Refer to the Using Chat with Spark and Communication channels documentation for more information.

2

Analyzing documented test results

After completing testing in Chat with Spark:

  • Review the documented test results.

  • If additional context is required, navigate to Spark > All Conversations and review the full conversation, including Spark’s responses and reasoning.

Reviewing the Reasoning tab ensures transparency in Spark’s decision-making process and helps identify gaps in knowledge, missing actions, or configuration improvements that may be required.

Consistent and complete documentation is critical. It enables objective comparison between evaluation rounds and provides structured input for improvement. Refer to the Record evaluation results documentation for more information.
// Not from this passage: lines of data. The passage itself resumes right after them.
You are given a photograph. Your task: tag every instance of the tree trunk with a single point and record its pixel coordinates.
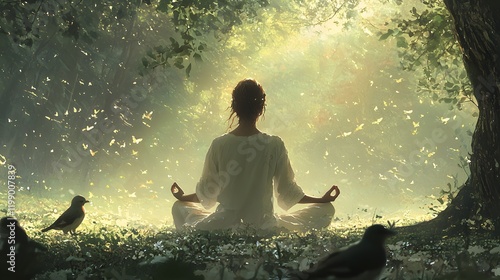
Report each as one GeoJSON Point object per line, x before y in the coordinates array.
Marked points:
{"type": "Point", "coordinates": [477, 27]}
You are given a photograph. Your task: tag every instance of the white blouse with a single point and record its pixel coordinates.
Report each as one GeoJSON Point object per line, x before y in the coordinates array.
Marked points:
{"type": "Point", "coordinates": [240, 173]}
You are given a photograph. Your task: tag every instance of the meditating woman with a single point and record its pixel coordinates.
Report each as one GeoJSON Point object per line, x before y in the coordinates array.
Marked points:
{"type": "Point", "coordinates": [242, 170]}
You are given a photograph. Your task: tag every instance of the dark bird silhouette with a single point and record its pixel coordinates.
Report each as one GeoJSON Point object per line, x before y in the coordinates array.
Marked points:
{"type": "Point", "coordinates": [71, 218]}
{"type": "Point", "coordinates": [364, 260]}
{"type": "Point", "coordinates": [18, 253]}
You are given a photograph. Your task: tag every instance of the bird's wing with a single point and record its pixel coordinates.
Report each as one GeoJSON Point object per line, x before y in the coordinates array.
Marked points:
{"type": "Point", "coordinates": [347, 263]}
{"type": "Point", "coordinates": [66, 219]}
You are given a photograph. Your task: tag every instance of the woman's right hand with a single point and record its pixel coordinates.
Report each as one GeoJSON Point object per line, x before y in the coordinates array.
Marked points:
{"type": "Point", "coordinates": [177, 191]}
{"type": "Point", "coordinates": [328, 197]}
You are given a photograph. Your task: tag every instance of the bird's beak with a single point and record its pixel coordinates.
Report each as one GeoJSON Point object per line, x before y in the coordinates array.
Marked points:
{"type": "Point", "coordinates": [391, 232]}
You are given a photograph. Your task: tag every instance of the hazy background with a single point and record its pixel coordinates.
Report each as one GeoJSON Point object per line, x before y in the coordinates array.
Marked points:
{"type": "Point", "coordinates": [335, 94]}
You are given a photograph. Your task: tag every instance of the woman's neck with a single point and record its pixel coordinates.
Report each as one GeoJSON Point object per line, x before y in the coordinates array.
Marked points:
{"type": "Point", "coordinates": [245, 128]}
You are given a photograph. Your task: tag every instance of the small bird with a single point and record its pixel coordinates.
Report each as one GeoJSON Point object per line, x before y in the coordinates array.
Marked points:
{"type": "Point", "coordinates": [364, 260]}
{"type": "Point", "coordinates": [71, 218]}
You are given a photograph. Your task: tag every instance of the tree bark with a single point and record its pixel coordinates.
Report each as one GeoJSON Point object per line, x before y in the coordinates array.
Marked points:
{"type": "Point", "coordinates": [477, 27]}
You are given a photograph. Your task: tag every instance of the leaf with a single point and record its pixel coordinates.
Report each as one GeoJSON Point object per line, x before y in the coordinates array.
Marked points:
{"type": "Point", "coordinates": [401, 43]}
{"type": "Point", "coordinates": [386, 35]}
{"type": "Point", "coordinates": [197, 57]}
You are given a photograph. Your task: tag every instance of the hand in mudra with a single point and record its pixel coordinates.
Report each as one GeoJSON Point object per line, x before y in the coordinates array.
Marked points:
{"type": "Point", "coordinates": [328, 197]}
{"type": "Point", "coordinates": [177, 191]}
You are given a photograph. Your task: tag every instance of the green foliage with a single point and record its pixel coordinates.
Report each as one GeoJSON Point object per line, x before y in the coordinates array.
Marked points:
{"type": "Point", "coordinates": [427, 45]}
{"type": "Point", "coordinates": [117, 253]}
{"type": "Point", "coordinates": [194, 21]}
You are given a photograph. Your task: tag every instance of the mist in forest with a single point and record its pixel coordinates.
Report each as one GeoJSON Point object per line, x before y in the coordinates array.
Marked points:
{"type": "Point", "coordinates": [336, 95]}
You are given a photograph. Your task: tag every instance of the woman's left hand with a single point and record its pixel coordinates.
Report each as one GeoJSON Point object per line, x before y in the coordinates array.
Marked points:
{"type": "Point", "coordinates": [177, 191]}
{"type": "Point", "coordinates": [328, 197]}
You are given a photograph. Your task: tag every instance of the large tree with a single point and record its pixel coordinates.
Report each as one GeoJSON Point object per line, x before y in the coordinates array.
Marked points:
{"type": "Point", "coordinates": [477, 28]}
{"type": "Point", "coordinates": [431, 42]}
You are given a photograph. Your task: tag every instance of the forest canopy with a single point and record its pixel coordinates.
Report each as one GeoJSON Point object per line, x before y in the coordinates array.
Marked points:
{"type": "Point", "coordinates": [116, 100]}
{"type": "Point", "coordinates": [123, 98]}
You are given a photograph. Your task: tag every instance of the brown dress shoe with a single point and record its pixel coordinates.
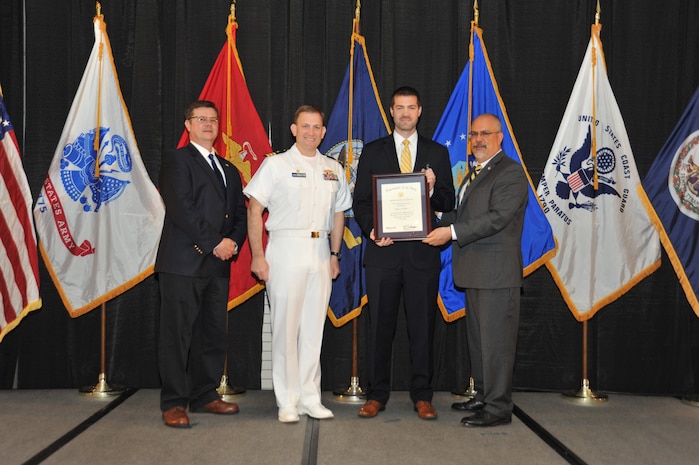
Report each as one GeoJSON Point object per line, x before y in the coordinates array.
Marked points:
{"type": "Point", "coordinates": [176, 417]}
{"type": "Point", "coordinates": [370, 409]}
{"type": "Point", "coordinates": [425, 410]}
{"type": "Point", "coordinates": [217, 406]}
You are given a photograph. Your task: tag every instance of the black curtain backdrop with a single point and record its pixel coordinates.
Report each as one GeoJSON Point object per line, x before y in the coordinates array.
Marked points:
{"type": "Point", "coordinates": [296, 52]}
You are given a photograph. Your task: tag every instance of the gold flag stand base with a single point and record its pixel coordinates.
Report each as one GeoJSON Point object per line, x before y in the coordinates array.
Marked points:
{"type": "Point", "coordinates": [353, 394]}
{"type": "Point", "coordinates": [101, 389]}
{"type": "Point", "coordinates": [465, 393]}
{"type": "Point", "coordinates": [228, 392]}
{"type": "Point", "coordinates": [585, 396]}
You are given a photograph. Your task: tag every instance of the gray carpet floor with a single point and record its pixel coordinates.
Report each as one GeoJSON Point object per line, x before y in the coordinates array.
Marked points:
{"type": "Point", "coordinates": [64, 427]}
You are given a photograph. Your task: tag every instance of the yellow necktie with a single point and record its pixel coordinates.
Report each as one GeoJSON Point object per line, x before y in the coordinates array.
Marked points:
{"type": "Point", "coordinates": [406, 161]}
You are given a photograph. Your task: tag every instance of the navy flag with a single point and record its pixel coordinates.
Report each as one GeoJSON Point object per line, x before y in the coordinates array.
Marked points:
{"type": "Point", "coordinates": [672, 202]}
{"type": "Point", "coordinates": [476, 93]}
{"type": "Point", "coordinates": [357, 118]}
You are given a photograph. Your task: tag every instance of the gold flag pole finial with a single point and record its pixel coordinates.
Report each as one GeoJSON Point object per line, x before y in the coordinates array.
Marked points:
{"type": "Point", "coordinates": [355, 23]}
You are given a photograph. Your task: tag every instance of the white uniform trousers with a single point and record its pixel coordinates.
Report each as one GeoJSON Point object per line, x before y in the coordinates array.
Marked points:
{"type": "Point", "coordinates": [299, 289]}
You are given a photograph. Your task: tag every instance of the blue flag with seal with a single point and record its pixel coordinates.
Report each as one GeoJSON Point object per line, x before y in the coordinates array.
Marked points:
{"type": "Point", "coordinates": [476, 93]}
{"type": "Point", "coordinates": [357, 118]}
{"type": "Point", "coordinates": [672, 202]}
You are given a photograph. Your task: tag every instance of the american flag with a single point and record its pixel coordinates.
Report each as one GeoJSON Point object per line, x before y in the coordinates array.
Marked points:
{"type": "Point", "coordinates": [19, 274]}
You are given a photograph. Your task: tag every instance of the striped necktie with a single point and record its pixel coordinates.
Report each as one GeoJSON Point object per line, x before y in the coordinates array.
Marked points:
{"type": "Point", "coordinates": [406, 161]}
{"type": "Point", "coordinates": [474, 173]}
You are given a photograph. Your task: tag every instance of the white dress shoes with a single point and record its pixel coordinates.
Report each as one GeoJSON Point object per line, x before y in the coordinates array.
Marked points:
{"type": "Point", "coordinates": [288, 415]}
{"type": "Point", "coordinates": [317, 411]}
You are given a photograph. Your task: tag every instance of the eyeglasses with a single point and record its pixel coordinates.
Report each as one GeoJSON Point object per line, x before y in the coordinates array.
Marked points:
{"type": "Point", "coordinates": [204, 119]}
{"type": "Point", "coordinates": [482, 133]}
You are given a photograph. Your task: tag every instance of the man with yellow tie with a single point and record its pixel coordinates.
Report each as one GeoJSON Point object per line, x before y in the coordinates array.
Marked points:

Spark knowledge and configuration improvements

After Spark testers complete the first evaluation round, Spark champions review the collected results and identify patterns focusing particularly on incorrect, incomplete, or suboptimal responses.

Based on findings Spark champion:

  • Update or refine existing knowledge content

  • Import missing knowledge articles

  • Adjust available actions where required

Improvements should be targeted and measurable so their impact can be validated during the second evaluation round.

Second evaluation round

Spark testers repeat the same structured method used in the first Spark evaluation round. They

  • Use new ITSM tickets to simulate employee interactions

  • Log all results using the same template.

Finally, Spark Champion compares the results of the second round with the initial baseline to assess measurable improvements in Spark resolution quality, reasoning accuracy, and overall performance.

This structured validation cycle ensures that Spark’s performance is systematically assessed and optimized before broader rollout, reducing risk and increasing confidence in production deployment.